McKay Lodge Conservation Laboratory recently completed the restoration of several military monuments for the National Park Service at the Vicksburg National Military Park in Vicksburg, Mississippi.

The main entrance to Vicksburg National Military Park

For nearly forty-seven days, the Battle of Vicksburg raged in the summer of 1863 on both land and water. The city of Vicksburg, Mississippi was the last stronghold of the South during the Civil War, and it fell into Union hands on July 4th. The dead and wounded were in the tens of thousands. The Vicksburg National Military Park remembers this fateful siege with bronze and stone monuments and memorials over several square miles which includes the original battlefield.

Foote is missing his sword before treatment

Despite routine maintenance and care, however, it is nearly impossible to combat over zealous visitors who accidentally cause damage by climbing on the sculptures and monuments to outright vandalism. Over the years a number of the memorials and sculptures were damaged. Bronze figures had swords, parts of weapons, hanging straps, and spurs missing and their horses were also missing bits and reins.

Spurs are missing from the figure’s boots

The project began with an assessment of six figures by Thomas Podnar, Senior Conservator of Sculpture, Historic Monuments, and Fountains of McKay Lodge Conservation Laboratory, who developed a treatment plan for the restoration of the military monuments in Vicksburg.

Gwinner takes moldmaking by the reins

The treatment plan involved returning to Vicksburg and taking molds of existing components on the sculptures. Silicone rubber molds were taken of swords, reins, buckles, and other accoutrements so they could be used to cast new parts in bronze. Back at the lab, Conservator Podnar used the molds taken onsite as well as made additional molds in the McKay Lodge Conservation Lab just outside of Cleveland to create wax positive molds.

Conservator Podnar creates a wax positive so the new sword can be cast in bronze

The molds were then cast in bronze at Studio Foundry in Cleveland, Ohio. Back at the McKay Lodge Conservation lab, the different components were finished to a final surface.

Jim Gwinner, Conservator of Public Art and Sculpture, and Christina L. Simms, Conservator of Objects and Sculpture, then transported the materials to perform the final steps of the restoration of the military monuments at the Vicksburg National Military Park. Coincidentally, this conservation journey began on May 18, 2020, exactly 157 years later from when the Battle of Vicksburg started on May 18, 1863.

The new swords are cast in bronze ready to reattach to the sculptures

Conservators battled the heat and humidity of Mississippi in the summertime, fire ants, and the challenges of working onsite; it was certainly no comparison to the experience of the soldiers who fought and died on the rolling hills of Vicksburg. Though now a manicured park, it became a graveyard to many that fateful summer.

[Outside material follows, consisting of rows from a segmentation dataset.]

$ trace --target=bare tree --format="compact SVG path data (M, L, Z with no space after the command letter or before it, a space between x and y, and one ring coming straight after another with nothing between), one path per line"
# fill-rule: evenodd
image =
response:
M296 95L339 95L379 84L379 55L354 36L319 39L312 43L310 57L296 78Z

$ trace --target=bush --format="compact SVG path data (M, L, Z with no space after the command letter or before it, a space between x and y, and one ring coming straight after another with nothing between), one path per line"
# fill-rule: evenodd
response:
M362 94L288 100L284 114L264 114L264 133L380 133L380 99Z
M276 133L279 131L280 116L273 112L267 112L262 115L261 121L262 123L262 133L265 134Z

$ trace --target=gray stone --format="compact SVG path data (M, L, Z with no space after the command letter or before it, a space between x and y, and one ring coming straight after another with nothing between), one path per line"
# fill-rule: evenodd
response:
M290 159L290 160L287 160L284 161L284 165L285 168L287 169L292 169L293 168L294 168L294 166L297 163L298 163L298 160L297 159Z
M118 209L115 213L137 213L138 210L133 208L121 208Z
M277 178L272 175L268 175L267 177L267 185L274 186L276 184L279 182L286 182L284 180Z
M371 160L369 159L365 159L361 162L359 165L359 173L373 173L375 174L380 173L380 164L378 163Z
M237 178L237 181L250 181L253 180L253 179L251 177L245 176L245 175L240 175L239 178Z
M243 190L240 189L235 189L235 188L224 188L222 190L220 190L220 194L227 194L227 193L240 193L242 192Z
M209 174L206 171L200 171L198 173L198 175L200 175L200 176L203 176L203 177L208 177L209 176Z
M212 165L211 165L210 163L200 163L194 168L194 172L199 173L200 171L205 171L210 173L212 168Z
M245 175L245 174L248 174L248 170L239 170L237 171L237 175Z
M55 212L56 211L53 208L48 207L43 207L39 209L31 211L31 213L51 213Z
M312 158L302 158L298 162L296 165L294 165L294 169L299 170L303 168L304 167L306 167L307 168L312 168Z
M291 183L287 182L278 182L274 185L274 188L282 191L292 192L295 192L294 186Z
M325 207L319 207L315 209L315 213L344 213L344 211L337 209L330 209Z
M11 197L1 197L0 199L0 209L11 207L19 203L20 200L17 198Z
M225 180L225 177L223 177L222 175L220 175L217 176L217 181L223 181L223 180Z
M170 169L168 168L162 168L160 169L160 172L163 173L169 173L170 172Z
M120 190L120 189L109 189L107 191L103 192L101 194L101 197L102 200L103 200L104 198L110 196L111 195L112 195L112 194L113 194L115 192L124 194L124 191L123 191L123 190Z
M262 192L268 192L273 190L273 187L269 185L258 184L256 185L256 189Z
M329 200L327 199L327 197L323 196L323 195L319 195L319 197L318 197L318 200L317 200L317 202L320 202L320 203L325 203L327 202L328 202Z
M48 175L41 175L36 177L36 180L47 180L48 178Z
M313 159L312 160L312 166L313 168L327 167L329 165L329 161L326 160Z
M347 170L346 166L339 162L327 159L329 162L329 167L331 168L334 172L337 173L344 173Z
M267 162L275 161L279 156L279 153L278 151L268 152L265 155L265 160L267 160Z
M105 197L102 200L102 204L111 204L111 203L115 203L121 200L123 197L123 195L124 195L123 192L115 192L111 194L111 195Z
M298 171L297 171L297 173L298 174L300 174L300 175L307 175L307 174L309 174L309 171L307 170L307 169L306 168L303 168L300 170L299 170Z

The restoration of the military monuments began with none other than Union General (later President) Ulysses S. Grant. The bronze sculpture, featuring Grant on horseback, sits atop a nearly vertical grass-covered hill on a regal granite base.

Gwinner attaches Grant’s sword and measures new hanging straps

At some point during the lifetime of the sculpture the original sword was removed or taken. Conservator Gwinner welded the new bronze sword and copper hanging straps which had been sculpted by Podnar based on historic images using the Tungsten Inert Gas (TIG) welding process. Conservator Simms then repatinated and waxed the final piece.

Grant after treatment, the sword and hanging straps match the original color and surface

The restoration of the military monuments continued with several more figures. Some of the monuments included: Union General John A. McClernand, who had an interesting relationship with Grant, or by modern standards a “frenemy“, and Union Navy Officers, Charles Henry Davis and Andrew Hull Foote, who flank two sides of the Naval Memorial which is a large obelisk standing two hundred feet into the air.

The condition issues were largely similar: broken tips of swords or missing swords and hanging straps, reins, and rings. For General McClernard, a small ring was also fabricated onsite to attach the sword to an existing hanging strap.  The new bit was attached with a threaded pin on the proper left side of the horse’s mouth.  New reins were measured and cut; they were gently shaped to match the original reins.

Conservator Gwinner performs a “bit” of conservation attaching new components with new pins

Reins were secured with rings on the bit and then further attached by welding the new reins to the existing ones on the proper left side of the horse.  Metal joins were chased to a flush surface then repatinated and a protective wax coating applied with heat.

Conservator Gwinner welds new reins onto the horse of McClernand.